# POLI 175 - Machine Learning for Social Sciences

## Python Refresh I

---

# Data Science with Pandas

## Load Pandas

Load pandas is very easy. Provided that the package is installed (if not, check [here](https://pandas.pydata.org/pandas-docs/stable/getting_started/install.html) how to install it), type:

In [1]:
import pandas as pd

## Load Data into Python

To start having fun, we need to load data into Python. We can do this in three ways: from a local file, from the internet, and from data typed in the keyboard.

### From Locale

First, we need to find the working directory. To do that, we need to use the library `os`. To do this you need to:

```
import os
print(os.getcwd())
```

In [2]:
import os
print(os.getcwd())

/Users/baraazekeria/UCSD/POLI175/poli175/wk01


## Load Data into Python

Then, you need to put the file in the folder. If you need to change the folder, use the function:

```
os.chdir("new_path_here")
```

Now that we know the folder, and the file is there, we can load it:

```
dat = pd.read_csv('file_name_here.csv')
```

### Load Dataset on the internet

The way we will load here is from the internet. 

For example, suppose the following dataset: https://raw.githubusercontent.com/umbertomig/qtm150/master/datasets/PErisk.csv.
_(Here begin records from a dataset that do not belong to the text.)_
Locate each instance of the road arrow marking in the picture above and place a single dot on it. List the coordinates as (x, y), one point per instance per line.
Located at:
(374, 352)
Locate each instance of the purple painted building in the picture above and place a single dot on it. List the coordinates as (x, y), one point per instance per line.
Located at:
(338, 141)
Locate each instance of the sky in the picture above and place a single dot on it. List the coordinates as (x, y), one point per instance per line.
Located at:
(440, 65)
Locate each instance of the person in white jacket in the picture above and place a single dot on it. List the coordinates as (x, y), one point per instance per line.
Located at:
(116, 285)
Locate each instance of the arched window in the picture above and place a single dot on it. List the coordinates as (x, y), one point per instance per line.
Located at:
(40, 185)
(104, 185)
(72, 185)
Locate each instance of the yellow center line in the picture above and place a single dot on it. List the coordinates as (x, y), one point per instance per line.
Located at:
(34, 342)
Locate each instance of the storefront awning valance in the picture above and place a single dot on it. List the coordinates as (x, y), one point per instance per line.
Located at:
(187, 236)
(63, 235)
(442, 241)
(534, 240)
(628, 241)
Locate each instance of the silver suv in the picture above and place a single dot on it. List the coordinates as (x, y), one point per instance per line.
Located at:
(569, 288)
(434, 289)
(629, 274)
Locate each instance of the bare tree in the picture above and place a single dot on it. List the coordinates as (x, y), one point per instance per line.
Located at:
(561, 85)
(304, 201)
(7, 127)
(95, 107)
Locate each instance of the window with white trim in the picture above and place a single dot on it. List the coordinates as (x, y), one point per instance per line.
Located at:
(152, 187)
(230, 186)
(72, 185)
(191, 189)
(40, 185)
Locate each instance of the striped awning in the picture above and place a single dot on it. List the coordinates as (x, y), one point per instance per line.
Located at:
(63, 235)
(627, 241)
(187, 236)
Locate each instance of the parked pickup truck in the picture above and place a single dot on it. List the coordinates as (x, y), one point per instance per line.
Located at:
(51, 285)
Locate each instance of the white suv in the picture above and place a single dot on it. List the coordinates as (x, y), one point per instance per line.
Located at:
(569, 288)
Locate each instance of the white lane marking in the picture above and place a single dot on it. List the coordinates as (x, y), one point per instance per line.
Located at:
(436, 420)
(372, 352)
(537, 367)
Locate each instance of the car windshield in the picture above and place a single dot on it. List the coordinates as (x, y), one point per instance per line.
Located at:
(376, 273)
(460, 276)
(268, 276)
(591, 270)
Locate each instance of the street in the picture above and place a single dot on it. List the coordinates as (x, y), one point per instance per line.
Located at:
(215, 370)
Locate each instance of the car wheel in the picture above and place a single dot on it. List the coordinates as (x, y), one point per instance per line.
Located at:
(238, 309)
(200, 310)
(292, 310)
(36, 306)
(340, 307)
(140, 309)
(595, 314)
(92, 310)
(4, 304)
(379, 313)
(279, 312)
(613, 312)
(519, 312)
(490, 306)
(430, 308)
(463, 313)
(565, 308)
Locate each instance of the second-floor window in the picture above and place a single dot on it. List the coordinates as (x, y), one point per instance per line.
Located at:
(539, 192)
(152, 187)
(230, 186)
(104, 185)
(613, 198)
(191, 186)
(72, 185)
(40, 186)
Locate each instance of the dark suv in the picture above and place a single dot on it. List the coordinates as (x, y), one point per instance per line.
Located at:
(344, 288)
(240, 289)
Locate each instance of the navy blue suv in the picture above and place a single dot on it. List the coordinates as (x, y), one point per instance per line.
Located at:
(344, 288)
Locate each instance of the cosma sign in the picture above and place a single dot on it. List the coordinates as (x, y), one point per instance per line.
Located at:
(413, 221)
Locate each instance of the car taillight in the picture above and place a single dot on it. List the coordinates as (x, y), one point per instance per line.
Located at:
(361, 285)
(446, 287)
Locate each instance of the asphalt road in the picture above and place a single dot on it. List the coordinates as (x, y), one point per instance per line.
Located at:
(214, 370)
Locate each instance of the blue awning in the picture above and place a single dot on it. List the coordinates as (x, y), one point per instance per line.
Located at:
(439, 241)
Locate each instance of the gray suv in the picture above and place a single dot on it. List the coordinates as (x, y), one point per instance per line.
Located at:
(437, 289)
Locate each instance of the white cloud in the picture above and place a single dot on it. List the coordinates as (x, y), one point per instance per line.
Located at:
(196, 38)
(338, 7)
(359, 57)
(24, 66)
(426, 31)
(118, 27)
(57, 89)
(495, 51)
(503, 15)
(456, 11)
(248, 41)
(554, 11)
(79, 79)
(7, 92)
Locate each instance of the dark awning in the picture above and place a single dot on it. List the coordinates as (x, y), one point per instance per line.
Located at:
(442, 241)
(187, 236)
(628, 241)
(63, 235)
To open, we use the `read_csv` command as we did with the locale version.

In [3]:
dat = pd.read_csv("https://raw.githubusercontent.com/umbertomig/qtm150/master/datasets/PErisk.csv")
dat.head()

Unnamed: 0,country,courts,barb2,prsexp2,prscorr2,gdpw2
0,Argentina,0,-0.720775,1,3,9.69017
1,Australia,1,-6.907755,5,4,10.30484
2,Austria,1,-4.910337,5,4,10.10094
3,Bangladesh,0,0.775975,1,0,8.379768
4,Belgium,1,-4.617344,5,4,10.25012


### From typing in the keyboard

We can also build a dataset from scratch.

For example, we could build a simple dataset in the following way:

```
dat = pd.DataFrame({
    "v1": ['d1', 'd2', 'd3'],
    "v2": [1, 2, 3],
    "v3": ['A', 'B', 'A'],
    "v4": [2.0, 1.1, 2.2]})
```

And this works for small datasets, with the inconvenience of having to type.

## Dataset Information

Suppose we have a pandas dataset called `dat`. To make it more realistic, use the following example:

```
# For me: PErisk
dat = pd.read_csv('https://raw.githubusercontent.com/umbertomig/qtm150/master/datasets/PErisk.csv')

# For you: tips
dat2 = pd.read_csv('https://raw.githubusercontent.com/umbertomig/qtm151/main/datasets/tips.csv')
```

If you are having VPN issues, let me know.

In [None]:
# My code here

### .info(.)

This method prints the information about the content of a dataset.

Syntax and Usage: `print(dat.info())`

In [None]:
# My code here

### .head(.)

This method prints the first few observations of the dataset.

Syntax and Usage: `print(dat.head())`

In [None]:
# My code here

### .shape

This prints the number of rows and columns of a dataset.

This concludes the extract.